Tuesday, May 28, 2013

Doing the "basics"!


      They say it is about doing the basics right. That has been quite a story for me as well: doing the basics right.  I always took rigorous curriculum, good subject combination and performed to my optimum and this, thus, did not have questions about security of my educational career. As every career opened that way, I have spent my high without a definite educational aim. I did not know what I wanted to be, and the uncertainty still persists.
        My gap year is a result of the uncertainty that loomed over what I really wanted to be and where did I want to see myself.  I did not know if I was applying abroad until I finished my A levels. Had the majority of my friends not applied USA, I probably would have followed their path. This again comes to doing the basics right, this time in a belief that what my friends did was for something better that what opportunity was on offer in Nepal.  Many people join A levels only to apply for USA, but I did not have faintest of idea for what particular reason did I read A levels.  My father suggested me to read A levels because he wanted me to have different educational experience from what he had when he did his I.SC. Neither my father nor me what prospects did A levels have to offer in reality.

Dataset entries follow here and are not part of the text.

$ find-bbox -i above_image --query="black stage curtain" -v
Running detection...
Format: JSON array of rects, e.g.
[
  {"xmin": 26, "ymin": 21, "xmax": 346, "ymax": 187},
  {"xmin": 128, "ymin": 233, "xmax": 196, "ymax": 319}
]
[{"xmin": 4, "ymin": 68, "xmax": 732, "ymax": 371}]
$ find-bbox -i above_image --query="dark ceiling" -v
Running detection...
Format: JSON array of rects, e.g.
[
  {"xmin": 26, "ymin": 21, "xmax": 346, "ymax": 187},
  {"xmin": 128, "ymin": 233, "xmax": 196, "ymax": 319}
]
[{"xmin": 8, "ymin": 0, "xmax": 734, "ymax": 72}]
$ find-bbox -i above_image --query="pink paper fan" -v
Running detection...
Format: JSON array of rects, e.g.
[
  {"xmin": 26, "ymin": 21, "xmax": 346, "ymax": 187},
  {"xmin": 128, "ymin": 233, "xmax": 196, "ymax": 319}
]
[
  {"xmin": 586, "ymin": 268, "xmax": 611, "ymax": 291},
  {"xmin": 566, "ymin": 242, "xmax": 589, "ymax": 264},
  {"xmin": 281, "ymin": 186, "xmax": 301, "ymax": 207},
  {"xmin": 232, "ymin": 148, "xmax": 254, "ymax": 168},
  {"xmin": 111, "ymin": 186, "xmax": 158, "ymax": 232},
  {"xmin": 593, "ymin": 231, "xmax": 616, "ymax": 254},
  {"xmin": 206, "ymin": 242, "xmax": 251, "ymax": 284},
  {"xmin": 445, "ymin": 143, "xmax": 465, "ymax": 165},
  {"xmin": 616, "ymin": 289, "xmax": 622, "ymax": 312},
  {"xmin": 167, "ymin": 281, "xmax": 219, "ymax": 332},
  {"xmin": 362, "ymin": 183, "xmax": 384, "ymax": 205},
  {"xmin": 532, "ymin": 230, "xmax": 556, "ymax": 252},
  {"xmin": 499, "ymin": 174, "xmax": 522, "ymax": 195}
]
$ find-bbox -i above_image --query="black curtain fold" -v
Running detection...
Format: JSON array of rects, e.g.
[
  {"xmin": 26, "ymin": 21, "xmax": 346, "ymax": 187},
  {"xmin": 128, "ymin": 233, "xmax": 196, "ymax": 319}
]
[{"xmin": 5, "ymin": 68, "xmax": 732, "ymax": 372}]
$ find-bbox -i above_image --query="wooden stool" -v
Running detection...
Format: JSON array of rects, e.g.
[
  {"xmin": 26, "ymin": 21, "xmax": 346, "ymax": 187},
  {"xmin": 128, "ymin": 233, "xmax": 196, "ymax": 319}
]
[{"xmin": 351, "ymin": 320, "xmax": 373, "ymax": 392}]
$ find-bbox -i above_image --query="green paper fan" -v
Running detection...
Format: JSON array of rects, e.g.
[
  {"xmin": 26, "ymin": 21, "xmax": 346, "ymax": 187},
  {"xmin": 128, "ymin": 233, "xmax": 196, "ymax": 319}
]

     Even though I planned to apply to US Colleges, I was not sure what definite major I was to choose and what kind of colleges I was to apply. I prepared and gave SAT and TOFEL, very frivolously the latter, as these standardized tests were the prerequisite for applying to US; doing basics alright! Thus began the rigorous work of searching the US colleges for me.  Because I needed large amount of financial aid, options for applying dropped very sharply as not every US College provides adequate financial aid to international students like us.  The list of colleges narrowed as the process went along and I ended up applying some seventeen "everyone applying" colleges. Since every candidate like me needed an aid and since the number of students like me was large, the application pool that my application belonged to happened to be very competitive.  
As a result, the basic things that I had been doing all the time did not work out well in college Application. The kind of US colleges I was applying to needed more than basics if I was to become a part of any big news.  I ended up being rejected by nine colleges with three waitlist turned rejections and five acceptances.  Of the five colleges that accepted me, only a second tier university in USA and a good college in Germany provided decent financial aid. The financial aid the latter provided is not as good as the aid that first one provided, but the cost is still manageable.

     I do not know whether attending the college in USA that provided good aid is better a decision than attending the university in Germany. I do not know what the "basics" is this time. Whatever it is, I think this time I need to show some defiance against the basics regarding my college and major.